Musk’s jibes might be dismissed as bitterness from a rejected suitor, but he wasn’t alone. “The whole vision of it morphing the way it did feels kind of gross,” says John Carmack. (He does specify that he’s still excited about the company’s work.) Another prominent industry insider, who prefers to speak without attribution, says, “OpenAI has turned from a small, somewhat open research outfit into a secretive product-development house with an unwarranted superiority complex.”

Even some employees had been turned off by OpenAI’s venture into the for-profit world. In 2019, several key executives, including head of research Dario Amodei, left to start a rival AI company called Anthropic. They recently told The New York Times that OpenAI had gotten too commercial and had fallen victim to mission drift.

Another OpenAI defector was Rewon Child, a main technical contributor to the GPT-2 and GPT-3 projects.
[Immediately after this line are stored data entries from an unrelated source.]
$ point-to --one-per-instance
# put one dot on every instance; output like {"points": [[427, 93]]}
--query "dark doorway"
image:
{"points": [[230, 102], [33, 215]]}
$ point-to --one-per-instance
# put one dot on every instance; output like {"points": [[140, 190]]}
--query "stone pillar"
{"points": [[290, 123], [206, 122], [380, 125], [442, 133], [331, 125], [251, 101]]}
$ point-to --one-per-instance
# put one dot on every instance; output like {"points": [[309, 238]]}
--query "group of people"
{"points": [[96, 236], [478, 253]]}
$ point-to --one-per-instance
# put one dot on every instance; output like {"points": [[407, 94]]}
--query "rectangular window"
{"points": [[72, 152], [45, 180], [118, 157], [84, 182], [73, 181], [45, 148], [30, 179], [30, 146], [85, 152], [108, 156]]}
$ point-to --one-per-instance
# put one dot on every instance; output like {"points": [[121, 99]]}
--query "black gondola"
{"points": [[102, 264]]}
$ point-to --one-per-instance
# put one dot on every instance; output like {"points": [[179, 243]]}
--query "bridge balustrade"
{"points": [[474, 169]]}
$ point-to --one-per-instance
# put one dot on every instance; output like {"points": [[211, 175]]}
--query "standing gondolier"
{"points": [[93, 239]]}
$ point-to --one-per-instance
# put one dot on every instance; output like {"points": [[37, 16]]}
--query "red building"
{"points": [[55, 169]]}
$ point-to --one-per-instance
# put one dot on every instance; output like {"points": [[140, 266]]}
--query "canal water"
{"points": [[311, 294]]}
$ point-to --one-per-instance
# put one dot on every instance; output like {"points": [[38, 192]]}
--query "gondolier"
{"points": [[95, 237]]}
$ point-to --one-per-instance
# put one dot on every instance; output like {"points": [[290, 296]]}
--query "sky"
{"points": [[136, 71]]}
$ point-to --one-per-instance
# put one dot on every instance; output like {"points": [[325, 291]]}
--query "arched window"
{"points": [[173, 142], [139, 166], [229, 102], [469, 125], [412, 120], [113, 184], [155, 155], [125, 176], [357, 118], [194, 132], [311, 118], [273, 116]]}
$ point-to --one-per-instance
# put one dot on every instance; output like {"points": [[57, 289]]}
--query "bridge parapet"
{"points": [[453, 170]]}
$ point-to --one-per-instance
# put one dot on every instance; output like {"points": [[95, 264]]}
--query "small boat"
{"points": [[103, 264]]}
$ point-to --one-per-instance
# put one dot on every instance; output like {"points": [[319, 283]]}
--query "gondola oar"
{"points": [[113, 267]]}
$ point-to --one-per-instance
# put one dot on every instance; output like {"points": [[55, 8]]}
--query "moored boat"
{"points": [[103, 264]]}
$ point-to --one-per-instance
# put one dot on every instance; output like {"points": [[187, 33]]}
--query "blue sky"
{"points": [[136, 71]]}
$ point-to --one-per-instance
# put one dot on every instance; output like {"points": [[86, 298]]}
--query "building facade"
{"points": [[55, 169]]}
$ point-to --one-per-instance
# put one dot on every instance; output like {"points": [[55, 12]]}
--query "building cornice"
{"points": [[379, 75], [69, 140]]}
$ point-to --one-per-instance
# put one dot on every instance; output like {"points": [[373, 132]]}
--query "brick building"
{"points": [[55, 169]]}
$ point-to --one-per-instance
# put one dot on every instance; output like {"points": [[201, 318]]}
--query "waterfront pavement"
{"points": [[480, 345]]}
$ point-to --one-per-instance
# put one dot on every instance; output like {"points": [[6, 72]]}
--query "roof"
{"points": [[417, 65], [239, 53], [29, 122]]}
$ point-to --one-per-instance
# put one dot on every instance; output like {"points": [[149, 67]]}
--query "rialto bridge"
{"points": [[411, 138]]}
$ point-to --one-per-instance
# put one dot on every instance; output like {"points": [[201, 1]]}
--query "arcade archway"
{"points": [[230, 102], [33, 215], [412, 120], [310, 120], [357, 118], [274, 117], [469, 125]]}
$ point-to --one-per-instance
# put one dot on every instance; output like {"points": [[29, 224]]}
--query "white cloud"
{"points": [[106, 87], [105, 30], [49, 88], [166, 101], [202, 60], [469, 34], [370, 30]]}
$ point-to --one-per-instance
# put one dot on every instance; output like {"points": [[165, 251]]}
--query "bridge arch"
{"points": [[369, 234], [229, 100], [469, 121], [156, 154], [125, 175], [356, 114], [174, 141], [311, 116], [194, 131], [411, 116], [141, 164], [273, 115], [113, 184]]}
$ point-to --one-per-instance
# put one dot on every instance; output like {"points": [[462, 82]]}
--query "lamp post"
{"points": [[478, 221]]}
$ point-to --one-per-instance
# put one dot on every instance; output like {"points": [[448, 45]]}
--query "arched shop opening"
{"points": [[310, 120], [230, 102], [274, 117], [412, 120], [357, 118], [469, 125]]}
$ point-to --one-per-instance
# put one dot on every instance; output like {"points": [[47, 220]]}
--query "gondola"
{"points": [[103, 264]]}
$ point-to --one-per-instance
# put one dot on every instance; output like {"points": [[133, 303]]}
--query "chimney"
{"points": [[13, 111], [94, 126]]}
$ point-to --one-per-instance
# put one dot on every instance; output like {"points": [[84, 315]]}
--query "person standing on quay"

He left in late 2021 and is now at Inflection AI, a company led by former DeepMind cofounder Mustafa Suleyman.

Altman professes not to be bothered by defections, dismissing them as simply the way Silicon Valley works. “Some people will want to do great work somewhere else, and that pushes society forward,” he says. “That absolutely fits our mission.”

Until November of last year, awareness of OpenAI was largely confined to people following technology and software development. But as the whole world now knows, OpenAI took the dramatic step of releasing a consumer product late that month, built on what was then the most recent iteration of GPT, version 3.5. For months, the company had been internally using a version of GPT with a conversational interface. It was especially important for what the company called “truth-seeking.” That means that via dialog, the user could coax the model to provide responses that would be more trustworthy and complete. ChatGPT, optimized for the masses, could allow anyone to instantly tap into what seemed to be an endless source of knowledge simply by typing in a prompt—and then continue the conversation as if hanging out with a fellow human who just happened to know everything, albeit one with a penchant for fabrication.

Within OpenAI, there was a lot of debate about the wisdom of releasing a tool with such unprecedented power. But Altman was all for it. The release, he explains, was part of a strategy designed to acclimate the public to the reality that artificial intelligence is destined to change their everyday lives, presumably for the better. Internally, this is known as the “iterative deployment hypothesis.” Sure, ChatGPT would create a stir, the thinking went. After all, here was something anyone could use that was smart enough to get college-level scores on the SATs, write a B-minus essay, and summarize a book within seconds. You could ask it to write your funding proposal or summarize a meeting and then request it to do a rewrite in Lithuanian or as a Shakespeare sonnet or in the voice of someone obsessed with toy trains. In a few seconds, pow, the LLM would comply. Bonkers. But OpenAI saw it as a table-setter for its newer, more coherent, more capable, and scarier successor, GPT-4, trained with a reported 1.7 trillion parameters. (OpenAI won’t confirm the number, nor will it reveal the data sets.)